Als Projektmanager hat er in den vergangenen zwei Jahren nicht nur das Konzept mitentwickelt, sondern auch zusammen mit dem Bauherrn am Grundriss der Wohnung gearbeitet. Um die Gemeinschaft unter den Bewohnern zu fördern gibt es in der WG neben den neun Einzelzimmern von jeweils etwa 15 Quadratmetern auch einen Gemeinschaftsraum und eine Wohnküche, in der zusammen gekocht und Zeit verbracht werden kann. „Es ist ein bisschen so wie in einer Studenten-WG“, sagt der 61-Jährige. Ob gemeinsam gekocht, das Essen bestellt oder dauerhaft geliefert werden soll, entscheiden die Mieter selbst. Die Mieter, das sind, soweit noch möglich, die Bewohner oder deren Angehörige oder rechtlichen Betreuer. Dimroth ist es wichtig, dass sie bewusst mit in die Gestaltung des Alltags in der Wohngemeinschaft einbezogen werden: „Für die Familien ist es oft nicht leicht, ihre Angehörigen abzugeben. Die Entlastung mischt sich häufig mit einem schlechten Gewissen. Uns ist es wichtig, dass sie in den Alltagsangelegenheiten entlastet werden, aber weiterhin Verantwortung für ihren an Demenz erkrankten Angehörigen übernehmen können.“

Zur Planung und Vorbereitung der Wohngemeinschaft hat sich eine Angehörigengruppe gebildet, die mit Unterstützung der Bürgerinitiative den Einzug der zukünftigen Bewohner vorbereitet. Dazu gehört auch die Auswahl eines passenden Pflegedienstes. „Im Gegensatz zu den in Marburg bestehenen Alten- und Pflegeheimen handelt es sich nicht um eine stationäre, sondern um eine ambulante Maßnahme.“ Das bedeutet: Die Pflege befindet sich nicht im Haus, sondern sie kommt ins Haus. „Es wird ein Vertrag über Pflege und Betreuung mit einem Pflegedienst geschlossen, der dann für alle Bewohner in der WG zuständig ist und die Pflege und Betreuung 24 Stunden an sieben Tagen in der Woche individuell nach den Bedürfnissen des Einzelnen gestaltet“, so Dimroth.

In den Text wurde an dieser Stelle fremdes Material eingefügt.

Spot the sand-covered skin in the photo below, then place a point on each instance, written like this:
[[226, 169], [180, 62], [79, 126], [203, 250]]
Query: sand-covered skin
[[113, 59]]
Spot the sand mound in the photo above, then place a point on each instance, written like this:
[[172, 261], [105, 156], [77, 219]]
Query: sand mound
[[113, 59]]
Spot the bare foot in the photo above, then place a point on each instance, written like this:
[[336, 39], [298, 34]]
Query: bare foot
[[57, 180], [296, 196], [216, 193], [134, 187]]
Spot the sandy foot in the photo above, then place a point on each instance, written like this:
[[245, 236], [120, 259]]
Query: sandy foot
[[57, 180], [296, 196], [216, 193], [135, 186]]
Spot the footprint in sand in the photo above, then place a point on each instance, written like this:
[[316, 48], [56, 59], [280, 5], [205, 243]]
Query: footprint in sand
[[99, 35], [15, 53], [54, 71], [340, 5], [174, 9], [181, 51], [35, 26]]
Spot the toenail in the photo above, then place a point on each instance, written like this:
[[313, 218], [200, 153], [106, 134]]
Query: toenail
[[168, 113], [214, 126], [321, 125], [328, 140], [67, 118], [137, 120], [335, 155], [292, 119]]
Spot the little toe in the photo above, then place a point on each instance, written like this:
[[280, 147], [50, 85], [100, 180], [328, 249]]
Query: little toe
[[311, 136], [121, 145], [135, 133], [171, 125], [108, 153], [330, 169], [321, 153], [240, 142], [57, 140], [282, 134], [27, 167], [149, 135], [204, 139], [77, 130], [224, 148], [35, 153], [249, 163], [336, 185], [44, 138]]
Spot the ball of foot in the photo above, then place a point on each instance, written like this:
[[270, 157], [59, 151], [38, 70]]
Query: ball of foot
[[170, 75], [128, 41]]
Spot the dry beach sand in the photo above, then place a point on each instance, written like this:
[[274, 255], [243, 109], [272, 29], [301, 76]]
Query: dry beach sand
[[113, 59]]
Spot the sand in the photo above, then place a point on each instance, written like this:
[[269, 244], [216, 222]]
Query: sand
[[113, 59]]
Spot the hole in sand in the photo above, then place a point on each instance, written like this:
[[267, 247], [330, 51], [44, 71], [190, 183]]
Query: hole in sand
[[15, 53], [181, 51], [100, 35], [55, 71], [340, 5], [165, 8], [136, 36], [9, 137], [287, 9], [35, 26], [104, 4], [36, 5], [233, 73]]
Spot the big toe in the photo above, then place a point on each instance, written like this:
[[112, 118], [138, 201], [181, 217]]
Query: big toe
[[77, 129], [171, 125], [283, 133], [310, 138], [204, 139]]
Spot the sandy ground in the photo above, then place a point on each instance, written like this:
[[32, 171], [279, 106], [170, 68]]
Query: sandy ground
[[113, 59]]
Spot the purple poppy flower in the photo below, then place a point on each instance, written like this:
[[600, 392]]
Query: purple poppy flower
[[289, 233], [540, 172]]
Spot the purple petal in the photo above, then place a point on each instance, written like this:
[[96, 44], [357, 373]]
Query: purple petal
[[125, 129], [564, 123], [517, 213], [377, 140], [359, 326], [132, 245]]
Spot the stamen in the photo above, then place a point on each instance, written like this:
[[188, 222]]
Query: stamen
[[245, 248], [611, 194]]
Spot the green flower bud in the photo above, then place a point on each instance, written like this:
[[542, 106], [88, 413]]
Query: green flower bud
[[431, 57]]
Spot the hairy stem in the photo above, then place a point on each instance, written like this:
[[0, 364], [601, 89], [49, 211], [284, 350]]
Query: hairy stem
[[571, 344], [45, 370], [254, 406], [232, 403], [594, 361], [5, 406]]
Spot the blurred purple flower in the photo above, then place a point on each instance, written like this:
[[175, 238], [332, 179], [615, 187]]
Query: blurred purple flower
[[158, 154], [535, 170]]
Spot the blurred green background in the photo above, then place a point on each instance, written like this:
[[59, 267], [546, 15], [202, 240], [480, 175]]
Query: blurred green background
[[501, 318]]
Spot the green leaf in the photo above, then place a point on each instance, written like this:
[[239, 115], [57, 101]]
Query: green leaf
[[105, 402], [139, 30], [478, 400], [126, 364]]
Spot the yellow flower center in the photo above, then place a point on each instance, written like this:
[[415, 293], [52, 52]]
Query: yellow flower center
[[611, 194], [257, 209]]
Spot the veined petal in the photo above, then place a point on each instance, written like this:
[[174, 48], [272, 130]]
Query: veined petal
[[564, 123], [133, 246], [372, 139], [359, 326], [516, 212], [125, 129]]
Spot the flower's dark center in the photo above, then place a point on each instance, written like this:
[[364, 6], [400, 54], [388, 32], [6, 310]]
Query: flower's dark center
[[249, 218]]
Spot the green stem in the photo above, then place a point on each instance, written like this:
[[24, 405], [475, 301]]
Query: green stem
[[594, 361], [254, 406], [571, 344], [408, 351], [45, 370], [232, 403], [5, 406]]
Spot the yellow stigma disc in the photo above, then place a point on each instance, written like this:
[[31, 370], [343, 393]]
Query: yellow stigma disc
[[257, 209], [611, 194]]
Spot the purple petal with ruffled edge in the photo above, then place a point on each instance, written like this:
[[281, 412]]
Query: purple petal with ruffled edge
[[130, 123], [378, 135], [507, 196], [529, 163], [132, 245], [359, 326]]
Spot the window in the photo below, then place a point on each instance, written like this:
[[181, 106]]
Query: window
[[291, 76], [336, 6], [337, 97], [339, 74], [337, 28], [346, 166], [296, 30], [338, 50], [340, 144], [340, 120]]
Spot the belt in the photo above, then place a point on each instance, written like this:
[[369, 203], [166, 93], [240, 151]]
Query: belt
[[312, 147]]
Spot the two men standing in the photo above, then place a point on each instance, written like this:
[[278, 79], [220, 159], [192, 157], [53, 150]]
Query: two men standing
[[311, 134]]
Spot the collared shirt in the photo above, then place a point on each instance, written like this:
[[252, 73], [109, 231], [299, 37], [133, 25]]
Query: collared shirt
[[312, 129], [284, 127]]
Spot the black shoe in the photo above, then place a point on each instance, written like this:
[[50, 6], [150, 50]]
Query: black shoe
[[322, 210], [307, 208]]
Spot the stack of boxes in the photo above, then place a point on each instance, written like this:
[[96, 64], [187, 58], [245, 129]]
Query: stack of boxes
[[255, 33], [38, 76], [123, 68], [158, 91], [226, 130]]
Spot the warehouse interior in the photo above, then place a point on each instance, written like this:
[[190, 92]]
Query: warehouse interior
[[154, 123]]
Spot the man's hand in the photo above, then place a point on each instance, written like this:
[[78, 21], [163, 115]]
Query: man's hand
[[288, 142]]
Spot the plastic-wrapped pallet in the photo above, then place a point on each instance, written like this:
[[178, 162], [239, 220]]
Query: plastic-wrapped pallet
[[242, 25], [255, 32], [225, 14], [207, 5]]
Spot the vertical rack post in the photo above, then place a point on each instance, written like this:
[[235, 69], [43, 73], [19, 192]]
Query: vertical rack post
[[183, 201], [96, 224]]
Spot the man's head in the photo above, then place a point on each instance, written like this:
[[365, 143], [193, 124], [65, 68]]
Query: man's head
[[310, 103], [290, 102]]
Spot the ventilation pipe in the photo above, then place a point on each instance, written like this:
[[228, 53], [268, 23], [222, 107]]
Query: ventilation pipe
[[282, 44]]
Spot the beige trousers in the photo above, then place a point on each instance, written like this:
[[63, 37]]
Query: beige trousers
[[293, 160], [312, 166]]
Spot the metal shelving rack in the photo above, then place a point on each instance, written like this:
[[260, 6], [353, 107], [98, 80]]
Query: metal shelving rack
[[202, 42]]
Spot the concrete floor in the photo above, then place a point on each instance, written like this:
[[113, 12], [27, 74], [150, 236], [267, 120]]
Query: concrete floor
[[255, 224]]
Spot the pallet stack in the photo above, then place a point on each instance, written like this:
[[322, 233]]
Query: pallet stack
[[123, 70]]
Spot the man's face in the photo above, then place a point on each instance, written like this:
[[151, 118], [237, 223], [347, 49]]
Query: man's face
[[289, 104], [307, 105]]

Quelle: https://www.op-marburg.de/Lokales/Marburg/Demenz-WG-ab-Oktober-bezugsfertig


Hintergund
In Stadt und Landkreis gibt es vielfältige Betreuungs- und Pflegeangebote: ambulante Pflegedienste, die hilfe- und pflegebedürftigen Menschen durch Fachkräfte bei der Pflege und Betreuung versorgen, die Tagespflege, die ein auf die Tageszeit begrenztes Betreuungsangebot bietet, Kurzzeitpflege und vollstationäre Pflegeeinrichtungen, die den Betroffenen umfassende Pflege, Unterkunft und Betreuung bieten sowie betreute Altenwohnungen, die ein alternatives Wohnangebot darstellen und den Mietern eine selbständige Lebensführung ermöglichen. Darüber hinaus gibt es Demenz-Cafés oder Helferkreise (Quelle: www.pflegekompass.marburg-biedenkopf.de).